LONG before I knew where Ormeau was, I knew that I loved soda farls.

Although they came in a packet labelled with the more truncated branding ‘Ormo’ (other sodies and tatty bread is available).

That’s what happens when you live in the sticks, but then when the student days came around, I knew all about the Ormeau Road, upper and lower for that matter.

The bakery may have baked its last loaf, but grain is still being put to good use in this popular part of south Belfast.

Ormeau Brewing Company is one of the north’s newest breweries had has been churning out a steady line of great beers for the last year or so.

Whether by necessity or design (or a bit of both) they are committed to keeping their environmental footprint as small as possible. The irony that the head brewer is from Australia is not lost here.

As a fairly small operation, therefore, their beers are currently only to be found in the greater Belfast area. I picked up a couple of cans in DC Wines on the Boucher Road.

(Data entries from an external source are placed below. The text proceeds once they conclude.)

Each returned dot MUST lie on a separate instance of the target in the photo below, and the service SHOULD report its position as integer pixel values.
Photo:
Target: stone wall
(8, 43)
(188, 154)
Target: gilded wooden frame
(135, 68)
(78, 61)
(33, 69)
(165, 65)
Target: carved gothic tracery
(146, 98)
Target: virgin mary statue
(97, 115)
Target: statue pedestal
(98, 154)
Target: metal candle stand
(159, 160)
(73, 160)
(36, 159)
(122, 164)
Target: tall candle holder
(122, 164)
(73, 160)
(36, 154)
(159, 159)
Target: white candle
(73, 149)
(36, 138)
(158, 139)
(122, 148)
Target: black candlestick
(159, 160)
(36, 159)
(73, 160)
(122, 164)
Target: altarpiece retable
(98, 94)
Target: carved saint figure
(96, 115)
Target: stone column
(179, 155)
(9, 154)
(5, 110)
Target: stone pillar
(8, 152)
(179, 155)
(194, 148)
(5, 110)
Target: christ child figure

First up was Monk’s Beer. As the name might suggest, this is a 5 per cent Belgian-style blonde ale. While many Trappist ales are often big, heavy numbers the monk’s beer is usually a light and refreshing brew, one they could drink themselves while slaving away in their monastic breweries.

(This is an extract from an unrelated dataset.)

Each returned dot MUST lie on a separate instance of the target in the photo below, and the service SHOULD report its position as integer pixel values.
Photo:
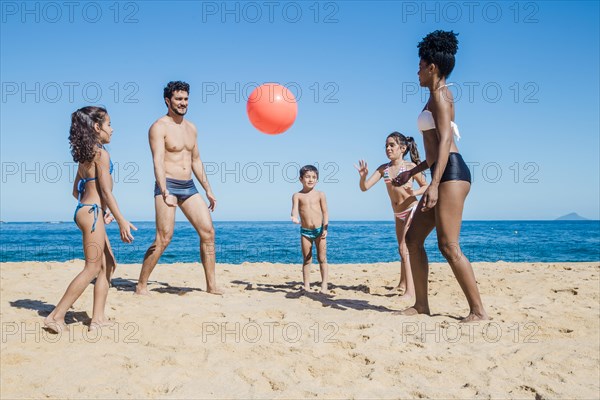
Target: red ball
(272, 108)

This one is crisp and refreshing, but with some pronounced yeast characteristics. This affords it a sweet and fruity edge – think apples and pears (and we’re not talking rhyming slang here).

The beer itself pours a golden colour in the glass with fairly lively carbonation and a white head and those fruity esters come through on the nose before flooding the palate.

Garden Grove from Ormeau Brewing Company clocks in at 6.2 per cent
Garden Grove from Ormeau Brewing Company clocks in at 6.2 per cent

Next up is Garden Grove, a West Coast IPA which clocks in at a hefty enough 6.2 per cent. There’s enough going on to conceal that strength though.

It pours an amber colour in the glass with a slight white head. Lots of tropical and citrus aromas give way to some rich, sweet malt flavours. As you’d expect from a West Coast IPA, there’s a sharp, piney and resinous feel throughout it all and bitter, almost spicy finish.